Knill-Laflamme error correction conditions for correctable error set $\{\hat{E}_j\}$ are $ \hat{P}_{\mathcal{C}} \hat{E}_k^\dagger\hat{E}_l\hat{P}_{\mathcal{C}}\propto\hat{P}_{\mathcal{C}} $ where $\hat{P}_{\mathcal{C}}$ is the projector onto the logical codespace, or $\hat{I}_L$.
And in general, for both correctable and uncorrectable errors, $ \hat{I}_L \hat{E}_k^\dagger\hat{E}_l\hat{I}_L = \epsilon_0\hat{I}_L+\epsilon_X\hat{X}_L+\epsilon_Y\hat{Y}_L+\epsilon_Z\hat{Z}_L $. If the last three terms are non-zero we have uncorrectable errors. For context, I am following Sec IV. Primer: The QEC Matrix of this paper
This was all considering that pure states represent codewords.
Do these conditions change if the codewords are represented by impure(mixed) states with some density operators, say $\hat{\rho}_{0_L}$ and $\hat{\rho}_{1_L}$ such as in real-world experiments?

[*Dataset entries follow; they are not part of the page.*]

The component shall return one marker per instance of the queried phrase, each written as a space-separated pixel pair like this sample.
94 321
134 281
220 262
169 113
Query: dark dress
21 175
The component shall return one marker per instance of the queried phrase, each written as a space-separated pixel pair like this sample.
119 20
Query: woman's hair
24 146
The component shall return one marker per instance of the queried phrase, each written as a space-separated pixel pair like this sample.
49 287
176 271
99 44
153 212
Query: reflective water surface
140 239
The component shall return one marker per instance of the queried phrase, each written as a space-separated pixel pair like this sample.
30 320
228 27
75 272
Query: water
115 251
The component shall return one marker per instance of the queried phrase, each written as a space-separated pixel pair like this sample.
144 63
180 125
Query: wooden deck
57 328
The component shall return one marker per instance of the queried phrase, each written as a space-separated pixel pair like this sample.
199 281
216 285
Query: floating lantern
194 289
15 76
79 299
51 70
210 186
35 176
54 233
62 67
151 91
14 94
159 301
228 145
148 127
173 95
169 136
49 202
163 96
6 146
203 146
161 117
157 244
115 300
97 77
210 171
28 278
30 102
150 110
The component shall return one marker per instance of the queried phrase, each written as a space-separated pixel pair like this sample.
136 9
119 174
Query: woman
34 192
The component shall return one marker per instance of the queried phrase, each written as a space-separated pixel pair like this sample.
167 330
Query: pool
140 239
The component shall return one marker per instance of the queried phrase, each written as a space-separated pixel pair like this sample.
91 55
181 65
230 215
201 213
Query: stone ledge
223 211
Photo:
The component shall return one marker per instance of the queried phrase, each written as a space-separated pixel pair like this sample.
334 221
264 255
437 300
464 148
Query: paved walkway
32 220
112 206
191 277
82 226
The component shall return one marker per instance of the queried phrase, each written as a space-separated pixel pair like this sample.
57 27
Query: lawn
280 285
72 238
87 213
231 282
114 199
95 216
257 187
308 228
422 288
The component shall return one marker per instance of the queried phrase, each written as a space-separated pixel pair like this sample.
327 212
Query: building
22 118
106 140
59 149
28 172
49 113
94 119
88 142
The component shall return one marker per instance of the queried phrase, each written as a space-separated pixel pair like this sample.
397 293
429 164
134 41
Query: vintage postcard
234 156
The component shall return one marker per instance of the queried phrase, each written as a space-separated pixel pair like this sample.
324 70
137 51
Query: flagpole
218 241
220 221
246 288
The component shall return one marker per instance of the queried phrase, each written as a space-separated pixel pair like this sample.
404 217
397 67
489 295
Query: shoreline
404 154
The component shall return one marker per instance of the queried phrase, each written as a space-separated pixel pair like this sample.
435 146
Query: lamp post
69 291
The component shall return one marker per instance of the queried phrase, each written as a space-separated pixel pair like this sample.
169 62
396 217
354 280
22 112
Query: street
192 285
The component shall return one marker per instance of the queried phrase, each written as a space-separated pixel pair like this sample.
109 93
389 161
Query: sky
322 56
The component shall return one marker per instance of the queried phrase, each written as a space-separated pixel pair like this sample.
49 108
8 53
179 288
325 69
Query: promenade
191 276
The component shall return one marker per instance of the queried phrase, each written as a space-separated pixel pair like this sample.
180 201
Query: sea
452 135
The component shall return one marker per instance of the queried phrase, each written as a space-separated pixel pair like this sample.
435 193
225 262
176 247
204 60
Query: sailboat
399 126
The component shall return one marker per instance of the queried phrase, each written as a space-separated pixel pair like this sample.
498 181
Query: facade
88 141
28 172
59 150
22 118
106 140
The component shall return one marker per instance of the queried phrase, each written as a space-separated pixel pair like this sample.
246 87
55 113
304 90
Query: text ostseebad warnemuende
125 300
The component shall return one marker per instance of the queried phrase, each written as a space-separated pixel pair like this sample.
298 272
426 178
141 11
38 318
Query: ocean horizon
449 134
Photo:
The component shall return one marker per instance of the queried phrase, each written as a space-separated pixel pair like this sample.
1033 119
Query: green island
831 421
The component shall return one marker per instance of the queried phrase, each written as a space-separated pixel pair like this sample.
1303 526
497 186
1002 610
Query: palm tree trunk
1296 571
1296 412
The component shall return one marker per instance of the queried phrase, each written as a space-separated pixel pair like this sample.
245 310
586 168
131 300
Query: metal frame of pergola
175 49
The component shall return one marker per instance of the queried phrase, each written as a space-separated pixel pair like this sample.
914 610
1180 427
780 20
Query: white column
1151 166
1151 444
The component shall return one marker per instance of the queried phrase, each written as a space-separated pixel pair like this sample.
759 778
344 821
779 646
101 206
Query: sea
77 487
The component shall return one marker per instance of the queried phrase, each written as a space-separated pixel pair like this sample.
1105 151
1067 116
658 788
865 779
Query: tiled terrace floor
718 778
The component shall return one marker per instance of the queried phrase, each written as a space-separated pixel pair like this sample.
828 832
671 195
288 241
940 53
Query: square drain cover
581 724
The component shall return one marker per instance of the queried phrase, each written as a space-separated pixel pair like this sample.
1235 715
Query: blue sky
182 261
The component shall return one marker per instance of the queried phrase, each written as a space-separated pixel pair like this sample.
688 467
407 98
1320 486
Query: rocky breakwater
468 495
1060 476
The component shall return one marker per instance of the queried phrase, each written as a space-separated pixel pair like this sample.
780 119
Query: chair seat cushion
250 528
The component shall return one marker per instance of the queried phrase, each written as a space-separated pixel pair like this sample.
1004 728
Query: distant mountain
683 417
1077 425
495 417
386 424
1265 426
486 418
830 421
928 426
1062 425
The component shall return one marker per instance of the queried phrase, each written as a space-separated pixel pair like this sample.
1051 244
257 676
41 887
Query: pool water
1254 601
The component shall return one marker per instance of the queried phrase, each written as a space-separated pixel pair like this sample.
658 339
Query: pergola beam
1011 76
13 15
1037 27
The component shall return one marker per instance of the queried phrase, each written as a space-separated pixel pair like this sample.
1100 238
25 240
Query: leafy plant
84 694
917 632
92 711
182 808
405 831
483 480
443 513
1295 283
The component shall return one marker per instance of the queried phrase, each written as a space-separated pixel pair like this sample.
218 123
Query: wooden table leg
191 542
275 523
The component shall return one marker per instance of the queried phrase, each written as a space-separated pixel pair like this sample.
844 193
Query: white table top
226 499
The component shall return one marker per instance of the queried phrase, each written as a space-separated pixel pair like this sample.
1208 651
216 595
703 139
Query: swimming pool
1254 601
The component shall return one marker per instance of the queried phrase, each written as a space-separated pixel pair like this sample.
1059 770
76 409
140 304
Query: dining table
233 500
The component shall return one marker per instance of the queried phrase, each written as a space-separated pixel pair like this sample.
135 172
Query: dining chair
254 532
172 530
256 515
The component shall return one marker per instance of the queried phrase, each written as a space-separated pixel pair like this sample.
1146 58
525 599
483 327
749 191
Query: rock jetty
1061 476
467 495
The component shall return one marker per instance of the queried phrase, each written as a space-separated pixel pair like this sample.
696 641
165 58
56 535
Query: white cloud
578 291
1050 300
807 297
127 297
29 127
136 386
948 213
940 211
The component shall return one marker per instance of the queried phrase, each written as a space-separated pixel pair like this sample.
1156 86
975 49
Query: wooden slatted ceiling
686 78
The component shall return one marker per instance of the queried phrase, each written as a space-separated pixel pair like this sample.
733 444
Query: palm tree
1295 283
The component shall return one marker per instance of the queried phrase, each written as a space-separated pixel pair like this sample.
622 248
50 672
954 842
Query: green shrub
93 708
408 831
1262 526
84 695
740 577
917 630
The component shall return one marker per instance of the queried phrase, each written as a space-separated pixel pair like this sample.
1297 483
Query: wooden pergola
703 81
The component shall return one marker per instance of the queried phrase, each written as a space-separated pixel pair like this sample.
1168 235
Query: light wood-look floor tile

The codewords should be impure because encoding a qubit into pure states cannot be done with a fidelity $= 1$ in experiments. See for example, this paper that demonstrates beating the break-even point with error correction, using binomial codes.
How is the impurity due to imperfect state preparation handled by error correction conditions? Do we just consider $\hat{I}_L:=\left(\hat{\rho}_{0_L}+\hat{\rho}_{1_L}\right)/\mathcal{N}$ with the normalization $\mathcal{N}$ and check if we can, at least approximately, satisfy $\hat{I}_L \hat{E}_k^\dagger\hat{E}_l\hat{I}_L\propto\hat{I}_L$?